The Man Who Sold His Skin was nominated for Best International Film at this year’s Oscars. It’s one more addition to the list of films that would have deserved the award than the actual winner, Another Round. That list includes, as well as fellow nominees Collective and Quo Vadis, Aida?, Dear Comrades! (which only made the ‘short list’ of fifteen), Charlatan (which didn’t even make that) and Minari (ineligible for consideration, even though most of the dialogue is Korean). I expect the list will lengthen further as I get round to more of the other possibilities. (Any regular readers of these notes will know that Another Round is a persisting bee in my bonnet.)

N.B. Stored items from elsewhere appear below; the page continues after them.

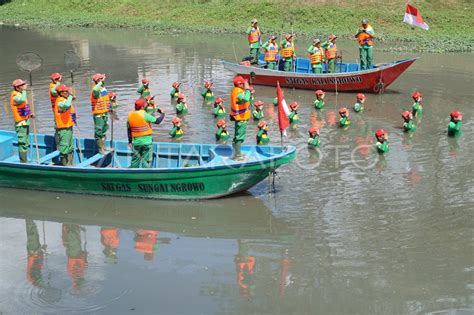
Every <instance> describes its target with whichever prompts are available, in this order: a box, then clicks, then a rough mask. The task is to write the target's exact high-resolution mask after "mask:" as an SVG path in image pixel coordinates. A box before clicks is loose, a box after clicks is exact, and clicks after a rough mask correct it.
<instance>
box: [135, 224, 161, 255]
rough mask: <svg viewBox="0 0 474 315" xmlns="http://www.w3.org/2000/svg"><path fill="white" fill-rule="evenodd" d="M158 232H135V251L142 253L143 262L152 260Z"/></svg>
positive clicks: (138, 230)
mask: <svg viewBox="0 0 474 315" xmlns="http://www.w3.org/2000/svg"><path fill="white" fill-rule="evenodd" d="M157 238H158V231H154V230H137V231H136V232H135V237H134V239H133V240H134V241H135V250H136V251H137V252H139V253H143V258H144V259H145V260H153V257H154V255H155V251H156V247H157V246H156V242H157Z"/></svg>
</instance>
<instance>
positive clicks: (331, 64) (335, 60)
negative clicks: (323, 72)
mask: <svg viewBox="0 0 474 315" xmlns="http://www.w3.org/2000/svg"><path fill="white" fill-rule="evenodd" d="M336 39H337V36H336V35H334V34H331V35H329V37H328V40H327V41H325V42H324V43H322V44H321V47H322V48H323V49H324V55H325V57H326V61H327V65H328V67H327V71H328V73H336V57H337V46H336Z"/></svg>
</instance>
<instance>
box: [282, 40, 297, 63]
mask: <svg viewBox="0 0 474 315" xmlns="http://www.w3.org/2000/svg"><path fill="white" fill-rule="evenodd" d="M281 55H282V57H283V58H284V65H283V71H293V59H294V58H295V46H294V43H293V34H286V36H285V39H284V40H282V42H281Z"/></svg>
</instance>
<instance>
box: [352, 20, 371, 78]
mask: <svg viewBox="0 0 474 315" xmlns="http://www.w3.org/2000/svg"><path fill="white" fill-rule="evenodd" d="M374 37H375V32H374V29H373V28H372V26H371V25H370V24H369V20H367V19H363V20H362V23H361V25H360V27H359V31H358V32H357V34H356V35H355V38H357V41H358V42H359V57H360V70H370V69H372V59H373V51H372V49H373V48H372V45H373V42H374Z"/></svg>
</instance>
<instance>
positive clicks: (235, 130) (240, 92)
mask: <svg viewBox="0 0 474 315" xmlns="http://www.w3.org/2000/svg"><path fill="white" fill-rule="evenodd" d="M250 97H251V93H250V85H249V83H248V81H247V80H245V79H244V78H243V77H241V76H236V77H235V78H234V88H233V89H232V92H231V93H230V120H231V121H234V122H235V134H234V140H233V143H234V150H235V156H234V158H235V159H240V158H242V155H241V153H240V145H241V144H242V143H243V142H244V141H245V138H246V135H247V124H248V121H249V119H250V116H251V112H250Z"/></svg>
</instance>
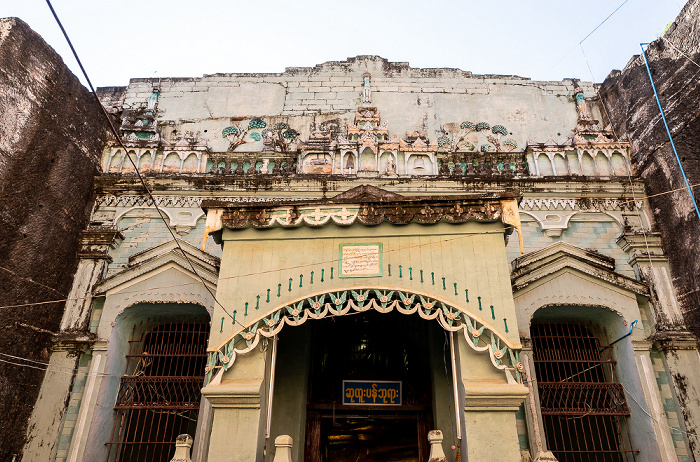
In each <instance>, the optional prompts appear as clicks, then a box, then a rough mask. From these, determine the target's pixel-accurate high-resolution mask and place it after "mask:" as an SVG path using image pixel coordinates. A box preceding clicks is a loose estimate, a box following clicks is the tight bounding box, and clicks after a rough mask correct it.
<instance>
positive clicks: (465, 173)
mask: <svg viewBox="0 0 700 462" xmlns="http://www.w3.org/2000/svg"><path fill="white" fill-rule="evenodd" d="M466 162H467V168H466V171H465V174H466V175H470V176H473V175H474V173H476V172H475V171H474V158H473V157H472V156H467V159H466Z"/></svg>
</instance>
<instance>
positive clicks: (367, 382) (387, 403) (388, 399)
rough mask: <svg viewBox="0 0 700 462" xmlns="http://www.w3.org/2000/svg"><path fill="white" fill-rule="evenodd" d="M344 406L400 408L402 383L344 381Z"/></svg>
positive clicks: (365, 381) (343, 388) (375, 381)
mask: <svg viewBox="0 0 700 462" xmlns="http://www.w3.org/2000/svg"><path fill="white" fill-rule="evenodd" d="M343 404H350V405H353V404H354V405H358V404H363V405H366V406H367V405H369V406H400V405H401V382H390V381H377V380H343Z"/></svg>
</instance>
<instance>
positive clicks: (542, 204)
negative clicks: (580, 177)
mask: <svg viewBox="0 0 700 462" xmlns="http://www.w3.org/2000/svg"><path fill="white" fill-rule="evenodd" d="M520 208H521V209H522V210H526V211H529V210H605V211H636V210H642V209H643V208H644V201H641V200H622V199H594V198H590V199H589V198H577V199H549V198H531V197H526V198H524V199H523V200H522V201H520Z"/></svg>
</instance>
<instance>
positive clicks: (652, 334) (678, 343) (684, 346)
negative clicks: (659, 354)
mask: <svg viewBox="0 0 700 462" xmlns="http://www.w3.org/2000/svg"><path fill="white" fill-rule="evenodd" d="M649 339H650V340H651V341H653V342H654V346H655V347H656V348H658V349H659V350H661V351H664V352H666V351H676V350H695V349H697V348H698V338H697V337H696V336H695V335H693V334H691V333H690V332H688V331H686V330H682V331H659V332H655V333H654V334H652V335H651V336H650V337H649Z"/></svg>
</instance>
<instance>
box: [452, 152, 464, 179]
mask: <svg viewBox="0 0 700 462" xmlns="http://www.w3.org/2000/svg"><path fill="white" fill-rule="evenodd" d="M453 162H454V164H455V167H454V169H453V170H452V174H453V175H454V176H462V174H463V172H462V163H461V162H462V161H461V159H460V158H459V157H458V156H455V157H454V161H453Z"/></svg>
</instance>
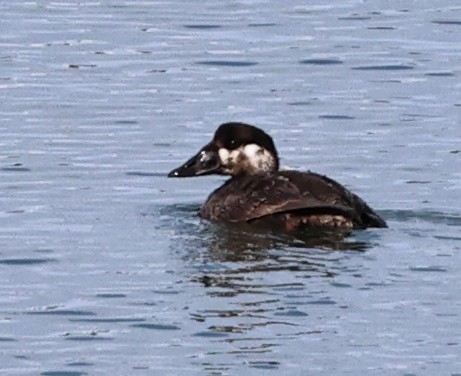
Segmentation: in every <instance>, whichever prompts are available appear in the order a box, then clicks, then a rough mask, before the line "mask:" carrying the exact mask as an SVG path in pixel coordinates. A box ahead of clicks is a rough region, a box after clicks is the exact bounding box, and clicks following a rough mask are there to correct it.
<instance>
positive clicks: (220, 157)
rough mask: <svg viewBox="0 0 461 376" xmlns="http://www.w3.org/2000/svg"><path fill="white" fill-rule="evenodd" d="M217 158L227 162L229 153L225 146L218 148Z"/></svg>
mask: <svg viewBox="0 0 461 376" xmlns="http://www.w3.org/2000/svg"><path fill="white" fill-rule="evenodd" d="M218 155H219V159H221V162H222V164H227V163H228V162H229V157H230V153H229V150H227V149H226V148H221V149H219V150H218Z"/></svg>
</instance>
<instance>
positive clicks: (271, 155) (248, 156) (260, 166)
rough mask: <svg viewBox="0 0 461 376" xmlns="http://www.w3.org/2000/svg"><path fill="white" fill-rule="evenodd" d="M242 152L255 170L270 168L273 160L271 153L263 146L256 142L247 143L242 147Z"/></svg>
mask: <svg viewBox="0 0 461 376" xmlns="http://www.w3.org/2000/svg"><path fill="white" fill-rule="evenodd" d="M243 154H244V155H245V157H246V159H247V160H248V162H249V163H250V164H251V165H252V166H253V167H254V168H255V169H256V170H264V171H267V170H272V169H273V168H274V165H275V162H274V158H273V157H272V155H271V154H270V153H269V152H268V151H267V150H266V149H264V148H262V147H261V146H259V145H256V144H249V145H246V146H245V147H244V148H243Z"/></svg>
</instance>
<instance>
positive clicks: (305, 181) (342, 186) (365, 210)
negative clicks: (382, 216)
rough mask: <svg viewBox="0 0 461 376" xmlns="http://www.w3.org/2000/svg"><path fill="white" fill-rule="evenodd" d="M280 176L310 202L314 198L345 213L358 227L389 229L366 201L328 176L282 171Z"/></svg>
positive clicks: (384, 221) (383, 221)
mask: <svg viewBox="0 0 461 376" xmlns="http://www.w3.org/2000/svg"><path fill="white" fill-rule="evenodd" d="M279 174H280V175H281V176H284V177H286V178H287V179H289V181H290V182H291V183H292V184H293V185H295V186H296V187H297V188H298V189H299V192H300V194H301V195H302V196H303V197H306V198H309V200H310V198H311V197H314V198H315V199H316V200H318V201H319V202H322V203H324V204H325V205H326V206H327V207H329V208H330V209H331V210H333V211H334V210H338V211H343V214H344V215H346V216H347V217H349V218H350V219H352V220H353V222H354V225H355V226H356V227H387V224H386V222H385V221H384V220H383V219H382V218H381V217H380V216H379V215H378V214H377V213H376V212H375V211H373V210H372V209H371V208H370V207H369V206H368V204H367V203H366V202H365V201H364V200H362V199H361V198H360V197H359V196H357V195H356V194H354V193H352V192H351V191H349V190H348V189H347V188H345V187H344V186H342V185H341V184H339V183H338V182H336V181H334V180H333V179H330V178H328V177H327V176H323V175H320V174H316V173H314V172H299V171H281V172H279Z"/></svg>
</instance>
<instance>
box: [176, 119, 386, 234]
mask: <svg viewBox="0 0 461 376" xmlns="http://www.w3.org/2000/svg"><path fill="white" fill-rule="evenodd" d="M279 167H280V162H279V157H278V152H277V149H276V147H275V144H274V141H273V139H272V137H271V136H270V135H269V134H267V133H266V132H265V131H264V130H262V129H260V128H258V127H255V126H253V125H250V124H246V123H241V122H228V123H224V124H221V125H220V126H219V127H218V128H217V130H216V132H215V133H214V136H213V138H212V140H211V141H210V142H209V143H207V144H206V145H205V146H203V147H202V148H201V149H200V150H199V151H198V153H197V154H195V155H194V156H193V157H192V158H190V159H188V160H187V161H186V162H185V163H183V164H182V165H180V166H179V167H177V168H175V169H173V170H172V171H171V172H170V173H169V174H168V177H170V178H185V177H196V176H206V175H211V174H217V175H225V176H229V177H230V178H229V179H228V180H227V181H226V182H225V183H224V184H223V185H222V186H220V187H219V188H217V189H216V190H215V191H213V192H212V193H211V194H210V195H209V197H208V199H207V200H206V202H205V203H204V204H203V206H202V207H201V208H200V210H199V215H200V217H201V218H203V219H206V220H209V221H212V222H225V223H247V224H250V225H264V226H268V227H270V228H271V229H276V230H281V231H284V232H294V231H298V230H302V229H312V228H313V229H325V230H335V229H344V230H355V229H366V228H371V227H374V228H385V227H387V224H386V222H385V220H384V219H383V218H381V217H380V216H379V215H378V214H377V213H376V212H375V211H374V210H373V209H371V208H370V206H369V205H368V204H367V203H366V202H365V201H364V200H362V199H361V198H360V197H359V196H357V195H356V194H354V193H352V192H351V191H350V190H348V189H347V188H345V187H344V186H343V185H341V184H340V183H338V182H336V181H335V180H333V179H331V178H329V177H327V176H324V175H321V174H318V173H315V172H311V171H306V172H302V171H296V170H281V169H280V168H279Z"/></svg>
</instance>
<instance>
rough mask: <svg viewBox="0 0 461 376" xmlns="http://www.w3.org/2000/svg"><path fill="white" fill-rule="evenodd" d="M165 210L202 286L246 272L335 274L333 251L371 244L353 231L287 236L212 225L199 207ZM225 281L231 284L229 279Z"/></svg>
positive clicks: (244, 273)
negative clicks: (282, 271)
mask: <svg viewBox="0 0 461 376" xmlns="http://www.w3.org/2000/svg"><path fill="white" fill-rule="evenodd" d="M161 213H162V214H164V213H168V214H167V216H166V217H167V218H166V222H168V224H169V226H171V223H174V233H175V239H176V240H177V241H179V242H180V243H181V244H177V243H176V242H175V245H174V246H175V248H176V247H179V249H181V250H182V251H181V253H182V255H183V256H182V257H184V259H186V260H188V262H189V263H191V264H193V265H194V266H195V268H198V269H199V270H200V273H199V274H201V277H198V278H197V280H200V281H201V282H202V283H203V284H204V286H210V285H215V286H216V284H217V282H216V280H215V277H218V280H222V277H225V278H227V279H229V278H230V277H232V278H233V279H235V278H237V276H239V277H242V275H243V274H248V273H257V272H271V271H282V270H286V271H293V272H303V273H304V275H306V274H307V275H320V276H332V275H334V273H333V272H331V271H329V264H331V263H332V262H333V260H334V259H335V256H334V254H335V253H334V252H332V251H365V250H366V249H367V248H369V247H370V246H371V244H370V243H368V242H367V241H359V240H354V236H353V234H351V233H350V232H338V231H334V232H326V231H305V232H298V233H296V234H286V233H276V232H274V231H266V230H264V229H262V228H254V227H252V226H250V225H247V224H245V225H242V224H239V225H230V224H215V223H210V222H208V221H202V220H200V219H199V218H198V217H197V207H195V206H177V205H173V206H170V207H166V208H164V209H163V210H162V211H161ZM171 217H173V218H174V221H171V219H172V218H171ZM165 225H166V224H165ZM351 235H352V236H351ZM176 249H178V248H176ZM203 276H205V277H203ZM202 277H203V278H202ZM211 281H214V282H211ZM222 283H224V284H226V285H227V282H225V281H223V282H222ZM227 287H229V286H228V285H227Z"/></svg>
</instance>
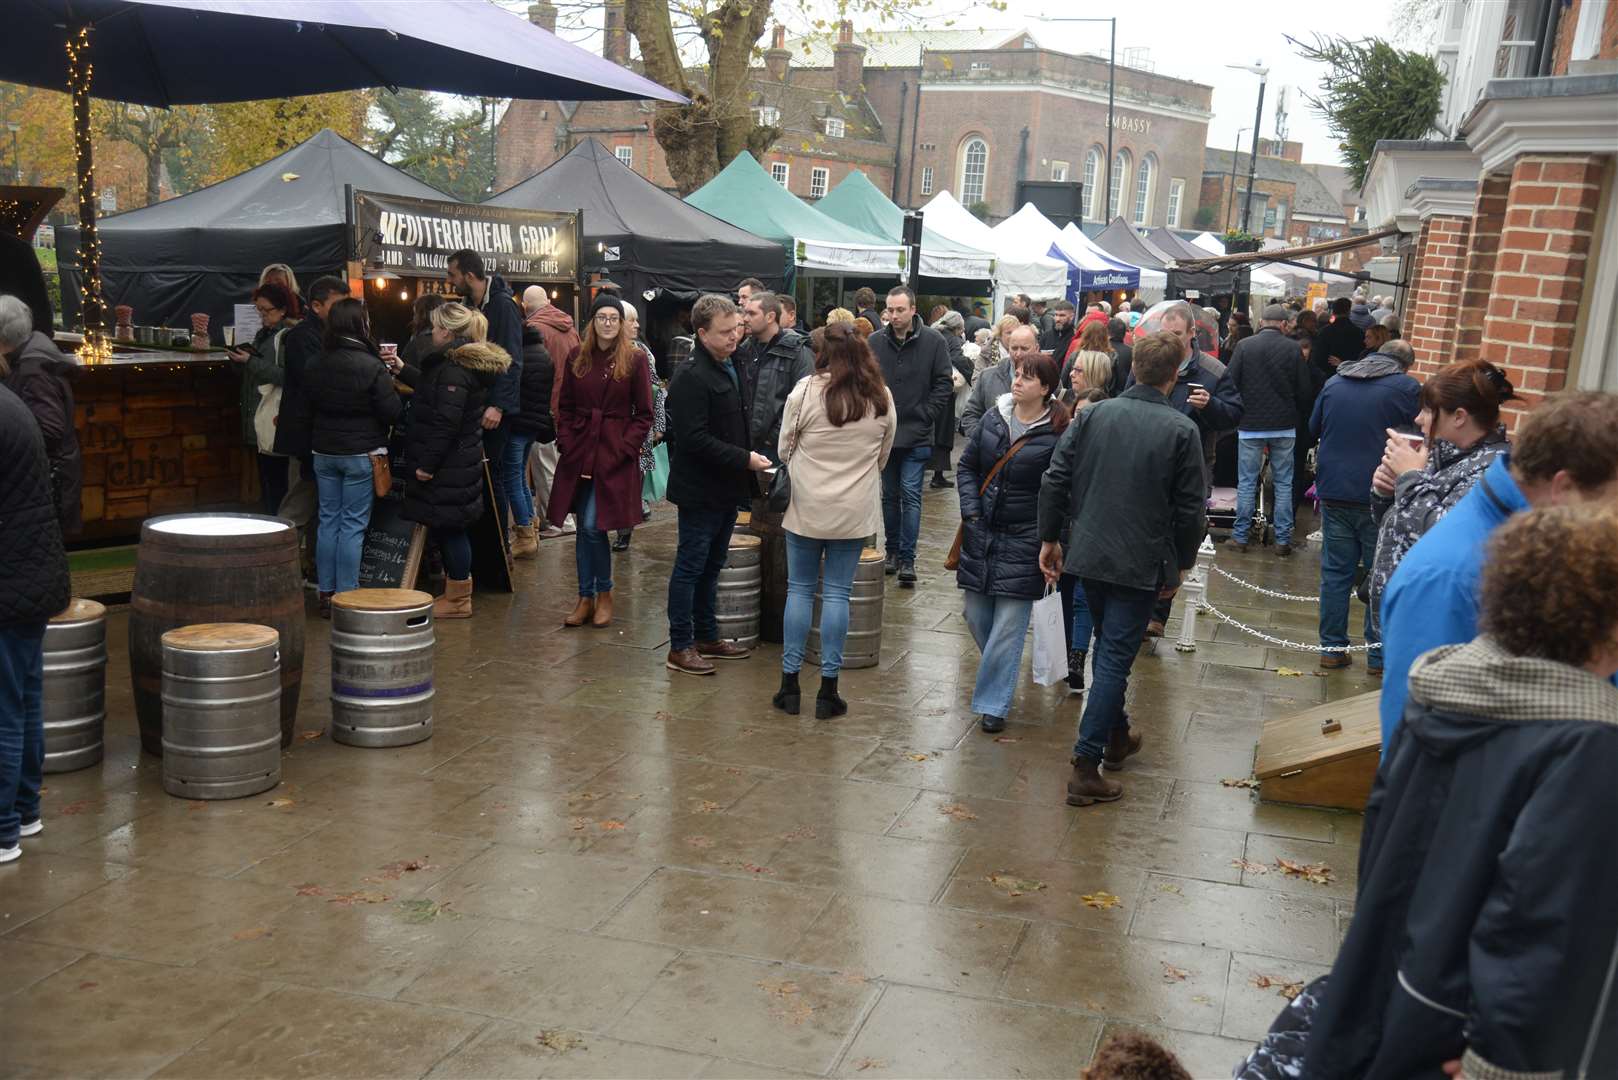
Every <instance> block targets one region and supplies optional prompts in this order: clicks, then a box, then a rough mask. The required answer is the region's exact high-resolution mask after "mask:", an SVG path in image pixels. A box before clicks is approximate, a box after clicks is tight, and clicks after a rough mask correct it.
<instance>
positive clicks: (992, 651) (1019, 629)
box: [963, 589, 1034, 721]
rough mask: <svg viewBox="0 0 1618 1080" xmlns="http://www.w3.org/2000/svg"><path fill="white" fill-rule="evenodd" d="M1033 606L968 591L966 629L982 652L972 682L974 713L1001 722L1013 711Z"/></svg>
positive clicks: (1013, 597)
mask: <svg viewBox="0 0 1618 1080" xmlns="http://www.w3.org/2000/svg"><path fill="white" fill-rule="evenodd" d="M1032 609H1034V601H1026V599H1016V597H1011V596H984V594H982V593H972V591H971V589H968V591H966V610H964V612H963V614H964V615H966V628H968V630H971V631H972V641H976V643H977V651H979V653H982V659H979V661H977V680H976V682H974V683H972V712H977V714H981V716H997V717H1000V719H1002V721H1003V719H1005V717H1006V716H1008V714H1010V712H1011V695H1014V693H1016V680H1018V674H1019V672H1021V670H1023V640H1024V638H1027V615H1029V612H1031V610H1032Z"/></svg>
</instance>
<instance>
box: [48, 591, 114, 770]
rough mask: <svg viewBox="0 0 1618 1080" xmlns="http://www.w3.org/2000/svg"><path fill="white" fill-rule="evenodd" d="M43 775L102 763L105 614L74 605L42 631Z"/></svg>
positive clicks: (81, 606)
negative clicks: (42, 689) (43, 664)
mask: <svg viewBox="0 0 1618 1080" xmlns="http://www.w3.org/2000/svg"><path fill="white" fill-rule="evenodd" d="M44 712H45V772H73V771H74V769H87V767H91V766H92V764H95V763H99V761H100V759H102V750H104V742H102V738H104V732H105V729H107V609H105V607H102V606H100V604H97V602H95V601H84V599H74V601H71V602H70V604H68V607H66V609H65V610H63V612H61V614H58V615H55V617H53V619H52V620H50V622H49V623H47V625H45V688H44Z"/></svg>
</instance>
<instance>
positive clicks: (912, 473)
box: [882, 447, 932, 559]
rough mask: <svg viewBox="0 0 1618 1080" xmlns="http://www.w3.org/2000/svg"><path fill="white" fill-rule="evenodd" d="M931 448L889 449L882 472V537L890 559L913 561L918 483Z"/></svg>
mask: <svg viewBox="0 0 1618 1080" xmlns="http://www.w3.org/2000/svg"><path fill="white" fill-rule="evenodd" d="M929 460H932V447H909V449H904V450H900V449H898V447H895V449H893V453H890V455H888V465H887V468H883V470H882V533H883V534H885V538H887V539H885V546H887V552H888V554H890V555H898V557H900V559H916V538H917V536H921V483H922V481H924V479H925V478H927V461H929Z"/></svg>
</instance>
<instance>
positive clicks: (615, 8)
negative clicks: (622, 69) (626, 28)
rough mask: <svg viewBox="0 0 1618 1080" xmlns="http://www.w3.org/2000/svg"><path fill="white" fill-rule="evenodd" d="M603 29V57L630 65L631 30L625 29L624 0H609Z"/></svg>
mask: <svg viewBox="0 0 1618 1080" xmlns="http://www.w3.org/2000/svg"><path fill="white" fill-rule="evenodd" d="M602 31H604V32H602V57H605V58H607V60H612V62H613V63H616V65H620V66H629V31H628V29H625V21H623V0H607V5H605V18H604V23H602Z"/></svg>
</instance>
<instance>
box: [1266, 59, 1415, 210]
mask: <svg viewBox="0 0 1618 1080" xmlns="http://www.w3.org/2000/svg"><path fill="white" fill-rule="evenodd" d="M1286 40H1290V42H1291V44H1293V47H1294V49H1296V50H1298V55H1299V57H1302V58H1304V60H1314V62H1315V63H1320V65H1324V66H1325V71H1324V74H1322V79H1320V86H1322V91H1324V92H1322V94H1320V96H1319V97H1317V96H1312V94H1304V100H1306V102H1309V105H1311V107H1312V108H1314V110H1315V112H1317V113H1320V115H1322V117H1324V118H1325V121H1327V126H1328V130H1330V131H1332V134H1333V136H1336V138H1338V139H1340V142H1338V149H1340V152H1341V157H1343V164H1345V165H1346V167H1348V173H1349V178H1351V180H1353V181H1354V185H1356V186H1364V183H1366V170H1367V168H1370V155H1372V154H1374V152H1375V146H1377V141H1379V139H1421V138H1424V136H1425V134H1427V133H1429V131H1430V130H1432V125H1434V120H1437V118H1438V105H1440V104H1442V94H1443V71H1440V70H1438V65H1437V63H1435V62H1434V60H1432V57H1427V55H1422V53H1419V52H1406V50H1403V49H1395V47H1393V45H1390V44H1388V42H1385V40H1382V39H1380V37H1367V39H1364V40H1349V39H1346V37H1327V36H1322V34H1315V36H1314V40H1312V42H1301V40H1298V39H1296V37H1288V39H1286Z"/></svg>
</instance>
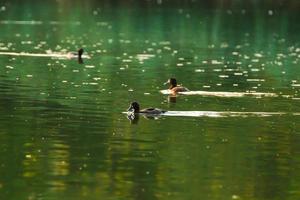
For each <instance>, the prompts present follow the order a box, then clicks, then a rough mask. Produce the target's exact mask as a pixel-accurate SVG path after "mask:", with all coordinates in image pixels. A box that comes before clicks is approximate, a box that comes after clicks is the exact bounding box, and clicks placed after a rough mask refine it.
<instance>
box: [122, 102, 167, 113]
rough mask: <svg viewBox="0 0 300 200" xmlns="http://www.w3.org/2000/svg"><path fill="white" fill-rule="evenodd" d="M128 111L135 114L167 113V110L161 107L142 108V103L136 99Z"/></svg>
mask: <svg viewBox="0 0 300 200" xmlns="http://www.w3.org/2000/svg"><path fill="white" fill-rule="evenodd" d="M127 111H128V112H132V113H134V114H149V115H160V114H163V113H165V112H166V111H165V110H161V109H159V108H145V109H142V110H141V109H140V105H139V103H138V102H136V101H134V102H132V103H131V104H130V106H129V108H128V110H127Z"/></svg>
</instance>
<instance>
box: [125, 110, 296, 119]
mask: <svg viewBox="0 0 300 200" xmlns="http://www.w3.org/2000/svg"><path fill="white" fill-rule="evenodd" d="M122 113H123V114H127V115H133V113H132V112H122ZM141 115H143V116H152V117H159V116H166V117H212V118H217V117H272V116H300V113H290V112H232V111H166V112H165V113H162V114H146V113H141Z"/></svg>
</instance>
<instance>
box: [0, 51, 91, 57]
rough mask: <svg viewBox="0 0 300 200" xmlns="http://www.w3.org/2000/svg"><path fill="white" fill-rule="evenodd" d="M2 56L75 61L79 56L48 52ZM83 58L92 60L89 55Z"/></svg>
mask: <svg viewBox="0 0 300 200" xmlns="http://www.w3.org/2000/svg"><path fill="white" fill-rule="evenodd" d="M0 55H7V56H28V57H50V58H57V59H73V58H78V55H76V54H73V53H59V52H46V53H27V52H0ZM81 58H85V59H90V56H88V55H82V56H81Z"/></svg>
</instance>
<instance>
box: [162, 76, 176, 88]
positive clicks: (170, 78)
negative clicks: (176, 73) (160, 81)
mask: <svg viewBox="0 0 300 200" xmlns="http://www.w3.org/2000/svg"><path fill="white" fill-rule="evenodd" d="M165 84H170V88H169V89H172V88H174V87H176V86H177V81H176V79H175V78H170V79H169V80H168V81H167V82H166V83H165Z"/></svg>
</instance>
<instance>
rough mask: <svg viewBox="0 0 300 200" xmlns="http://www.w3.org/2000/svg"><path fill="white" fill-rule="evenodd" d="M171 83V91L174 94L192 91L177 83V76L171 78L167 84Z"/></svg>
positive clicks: (170, 91) (169, 87) (167, 81)
mask: <svg viewBox="0 0 300 200" xmlns="http://www.w3.org/2000/svg"><path fill="white" fill-rule="evenodd" d="M167 83H169V84H170V87H169V91H170V92H171V93H173V94H176V93H178V92H188V91H190V90H189V89H187V88H186V87H182V86H180V85H177V81H176V79H175V78H170V79H169V80H168V81H167V82H166V84H167Z"/></svg>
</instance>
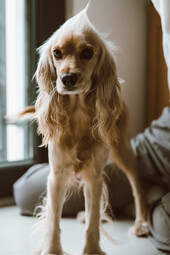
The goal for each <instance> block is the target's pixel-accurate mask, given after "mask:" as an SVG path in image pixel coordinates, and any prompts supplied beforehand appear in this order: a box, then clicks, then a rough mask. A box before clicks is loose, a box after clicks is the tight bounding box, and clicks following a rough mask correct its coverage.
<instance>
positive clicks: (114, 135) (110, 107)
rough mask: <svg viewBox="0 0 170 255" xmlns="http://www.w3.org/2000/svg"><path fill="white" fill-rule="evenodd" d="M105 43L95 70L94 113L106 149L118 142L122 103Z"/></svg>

Yahya Mahayni gives a fine performance in the lead role. He creates a character that is thoroughly convincing even when the events involving Sam are not. Mahayni isn’t tall, which helps reinforce the little-guy-up-against-it dimension of the story; he’s also muscular and strong-jawed, which is right for Sam’s resilience. Most of the supporting performances aren’t so satisfying. While it’s never hard to believe that Sam is besotted with the beautiful Abeer, Dea Liane doesn’t do enough (or Ben Hania doesn’t give her the material needed) to suggest that Abeer is equally committed to Sam. Saad Lostan is excessively dislikeable in the admittedly thankless role of Ziad. The playing of the best-known European actors – Koen de Bouw as Godefroi and Monica Bellucci as his gallerist – is a bit too deliberate. Ben Hania has de Bouw wear black eyeliner to stress Godefroi’s diabolical aspect: since the actor already has dark eyes that magnetise the camera, the effect is too much. This isn’t a criticism that can be levelled, however, at Wim Delvoye, whose work inspired the film and who makes a cameo appearance as an insurance man. His face is almost fascinatingly nondescript. There’s a matching soullessness in Delvoye’s voice as his character summarises what kind of death Sam Ali will need to die in order for his owners’ insurance policy to pay out.